Emmaus Mossley, in Greater Manchester, was converted from a former cotton waste mill, Longlands Mill. The building was empty and becoming derelict when it was bought by Emmaus in 1996. The building, still called Longlands Mill, also houses the Mossley Industrial Heritage Centre, which records the history of the cotton industry in Mossley.

Emmaus Norwich also opened in 2011. Its Community is located in converted convent buildings in Ditchingham, about 12 miles south of Norwich.

Emmaus Oxford is one of Emmaus' newest communities, having opened its doors for 24 residents on 16 March 2009. It took over an existing furniture store on 1 June and renamed it the "Emmaus Oxford Second-hand Superstore".

Emmaus Preston runs a shop at 49-50 Friargate, Preston.

Emmaus Sheffield is located on Cadman Street, a short walk from Sheffield Canal Basin. Emmaus Sheffield opened its shop in August 2007, and welcomed its first residents in January 2008.

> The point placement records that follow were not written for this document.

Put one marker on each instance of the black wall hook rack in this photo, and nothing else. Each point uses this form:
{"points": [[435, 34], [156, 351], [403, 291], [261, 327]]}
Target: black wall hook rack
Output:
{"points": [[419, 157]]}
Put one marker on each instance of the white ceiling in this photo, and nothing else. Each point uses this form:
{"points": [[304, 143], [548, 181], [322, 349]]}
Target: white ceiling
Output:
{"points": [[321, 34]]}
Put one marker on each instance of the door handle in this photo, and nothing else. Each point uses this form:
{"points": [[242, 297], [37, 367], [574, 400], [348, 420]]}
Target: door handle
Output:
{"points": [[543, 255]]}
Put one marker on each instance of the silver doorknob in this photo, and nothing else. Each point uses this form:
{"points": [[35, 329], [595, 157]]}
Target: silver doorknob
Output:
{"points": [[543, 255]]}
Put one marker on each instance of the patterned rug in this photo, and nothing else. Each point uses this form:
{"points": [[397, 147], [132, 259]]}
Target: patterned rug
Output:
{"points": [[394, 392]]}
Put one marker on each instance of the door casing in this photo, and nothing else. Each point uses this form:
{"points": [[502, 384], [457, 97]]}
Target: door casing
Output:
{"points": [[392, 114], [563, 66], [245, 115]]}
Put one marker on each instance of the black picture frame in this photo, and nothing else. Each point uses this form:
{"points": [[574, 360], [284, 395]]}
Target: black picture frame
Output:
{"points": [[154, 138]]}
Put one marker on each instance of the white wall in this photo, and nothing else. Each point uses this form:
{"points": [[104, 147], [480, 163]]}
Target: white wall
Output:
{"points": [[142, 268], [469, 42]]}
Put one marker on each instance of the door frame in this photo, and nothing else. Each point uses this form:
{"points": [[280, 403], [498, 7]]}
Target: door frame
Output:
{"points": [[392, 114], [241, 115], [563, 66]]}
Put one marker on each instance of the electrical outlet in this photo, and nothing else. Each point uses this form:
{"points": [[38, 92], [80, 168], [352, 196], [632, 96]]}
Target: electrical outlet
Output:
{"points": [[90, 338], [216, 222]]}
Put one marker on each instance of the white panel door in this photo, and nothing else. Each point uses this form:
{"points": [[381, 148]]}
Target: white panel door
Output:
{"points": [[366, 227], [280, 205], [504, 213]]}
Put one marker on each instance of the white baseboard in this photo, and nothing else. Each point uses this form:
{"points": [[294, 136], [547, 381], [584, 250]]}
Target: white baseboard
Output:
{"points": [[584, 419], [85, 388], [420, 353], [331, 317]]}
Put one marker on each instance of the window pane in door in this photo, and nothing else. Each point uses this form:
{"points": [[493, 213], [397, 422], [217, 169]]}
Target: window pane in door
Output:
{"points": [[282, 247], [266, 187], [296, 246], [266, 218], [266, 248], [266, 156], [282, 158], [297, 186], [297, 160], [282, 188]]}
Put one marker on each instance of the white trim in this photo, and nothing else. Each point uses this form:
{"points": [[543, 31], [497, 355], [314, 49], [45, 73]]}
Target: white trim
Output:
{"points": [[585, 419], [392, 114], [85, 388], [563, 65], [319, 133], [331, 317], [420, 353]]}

Emmaus South Lambeth is located in West Norwood, London. They operate a furniture shop and a boutique, on Knights Hill, West Norwood, London, SE27. Emmaus South Lambeth are now also selling items on eBay (username emmaussouthlambeth) and have a Facebook and Twitter page. South Lambeth currently house 27 Companions, who live and work in the Community. Companions are responsible for the running of the business and are empowered to make decisions about the operating of the community. An article on Emmaus South Lambeth featutured in 'The Pavement' magazine in 2009 - http://www.thepavement.org.uk/story.php?story=817

Emmaus St. Albans is in St. Albans, Hertfordshire and houses 24 people. The Community runs two shops, one joined to the Community building and the other located 8 miles away in Batford. Emmaus St Albans can also be found on Facebook.

Emmaus St. Martin's is located in Dover, Kent, fifteen minutes' walk from Dover Priory railway station. It houses 21 residents and also works to collect, refurbish and re-sell donated furniture.

Emmaus Village Carlton[4] is located in Bedfordshire, on the site of the old St Margaret's School in Carlton. It runs a second-hand shop selling bric-a-brac, jewellery and books, and also a furniture showroom.